Excerpted from an in-depth review by John Hagel:
“We’ve long known that customers are gaining power in markets around the world as they tap into the twin forces of digital technology and economic liberalization. They are able to access more and more information about products and vendors and to more readily switch from one vendor to another in a world of expanding choice. This has become a truism, so much so that our eyes begin to glaze over when we hear it, yet few of us have thought through the profound implications that this power will have. We’re not just talking about mounting pressure on companies, but also the emergence of what I have called reverse markets.

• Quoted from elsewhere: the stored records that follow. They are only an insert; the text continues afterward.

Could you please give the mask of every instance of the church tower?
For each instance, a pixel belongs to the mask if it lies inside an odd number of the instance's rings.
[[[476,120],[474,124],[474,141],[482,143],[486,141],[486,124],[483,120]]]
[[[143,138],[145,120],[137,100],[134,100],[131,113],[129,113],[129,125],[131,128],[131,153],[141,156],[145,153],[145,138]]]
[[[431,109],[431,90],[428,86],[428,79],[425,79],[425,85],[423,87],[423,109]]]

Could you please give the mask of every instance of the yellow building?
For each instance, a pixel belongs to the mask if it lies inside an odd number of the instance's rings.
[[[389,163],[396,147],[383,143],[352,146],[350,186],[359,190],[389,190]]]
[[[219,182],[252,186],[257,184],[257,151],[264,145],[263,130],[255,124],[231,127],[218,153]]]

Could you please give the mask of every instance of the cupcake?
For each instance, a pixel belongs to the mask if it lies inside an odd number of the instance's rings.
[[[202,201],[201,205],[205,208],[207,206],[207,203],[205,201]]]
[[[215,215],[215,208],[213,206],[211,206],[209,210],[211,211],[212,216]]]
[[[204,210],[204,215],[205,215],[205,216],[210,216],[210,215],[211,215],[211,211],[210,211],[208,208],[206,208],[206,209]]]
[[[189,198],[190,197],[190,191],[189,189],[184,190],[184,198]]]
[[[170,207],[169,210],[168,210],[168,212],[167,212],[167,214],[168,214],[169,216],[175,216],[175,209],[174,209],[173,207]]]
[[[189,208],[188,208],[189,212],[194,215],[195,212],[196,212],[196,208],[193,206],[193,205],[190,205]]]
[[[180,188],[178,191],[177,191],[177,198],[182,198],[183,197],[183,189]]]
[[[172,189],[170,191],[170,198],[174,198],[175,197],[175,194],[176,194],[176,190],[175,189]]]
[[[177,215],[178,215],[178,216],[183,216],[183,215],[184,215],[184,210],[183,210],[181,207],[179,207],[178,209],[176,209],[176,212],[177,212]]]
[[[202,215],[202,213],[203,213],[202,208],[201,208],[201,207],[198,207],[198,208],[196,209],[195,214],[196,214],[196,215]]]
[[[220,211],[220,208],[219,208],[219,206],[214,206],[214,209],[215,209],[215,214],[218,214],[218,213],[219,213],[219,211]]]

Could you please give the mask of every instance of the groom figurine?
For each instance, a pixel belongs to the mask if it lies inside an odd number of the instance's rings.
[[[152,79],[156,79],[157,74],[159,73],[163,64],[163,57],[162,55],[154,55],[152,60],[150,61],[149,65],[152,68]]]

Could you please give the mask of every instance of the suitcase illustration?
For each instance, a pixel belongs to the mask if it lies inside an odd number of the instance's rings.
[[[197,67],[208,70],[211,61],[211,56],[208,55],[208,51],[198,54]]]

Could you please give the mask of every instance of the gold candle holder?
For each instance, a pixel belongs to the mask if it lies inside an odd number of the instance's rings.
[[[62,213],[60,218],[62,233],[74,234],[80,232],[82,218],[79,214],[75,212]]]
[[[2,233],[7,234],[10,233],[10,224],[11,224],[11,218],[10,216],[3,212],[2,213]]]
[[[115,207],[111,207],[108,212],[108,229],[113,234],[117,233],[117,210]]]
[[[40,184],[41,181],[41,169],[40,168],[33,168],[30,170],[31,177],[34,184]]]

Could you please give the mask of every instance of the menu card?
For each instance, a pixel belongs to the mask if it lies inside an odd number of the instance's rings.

Most of us think of markets in conventional terms – it is about vendors seeking out customers and persuading them to buy more of their products and services. A reverse market flips this dynamic – it’s about customers seeking out the most relevant vendors and extracting more and more value at lower and lower cost. It’s a fundamentally different mindset. It turns much of what we know about business on its head. Framing it in these terms can create a zero sum view – either vendors win or customers win. As Doc persuasively argues, though, a customer driven market actually generates significant growth in demand that will serve both vendors and customers well.
Doc lays out the basic premise of the book as follows:
- “. . . rather than guessing what might get the attention of consumers – or what might “drive” them like cattle – vendors will respond to actual intentions of customers. Once customers’ expressions of intent become abundant and clear, the range of economic interplay between supply and demand will widen, and its sum will increase. The result we will call the Intention Economy.”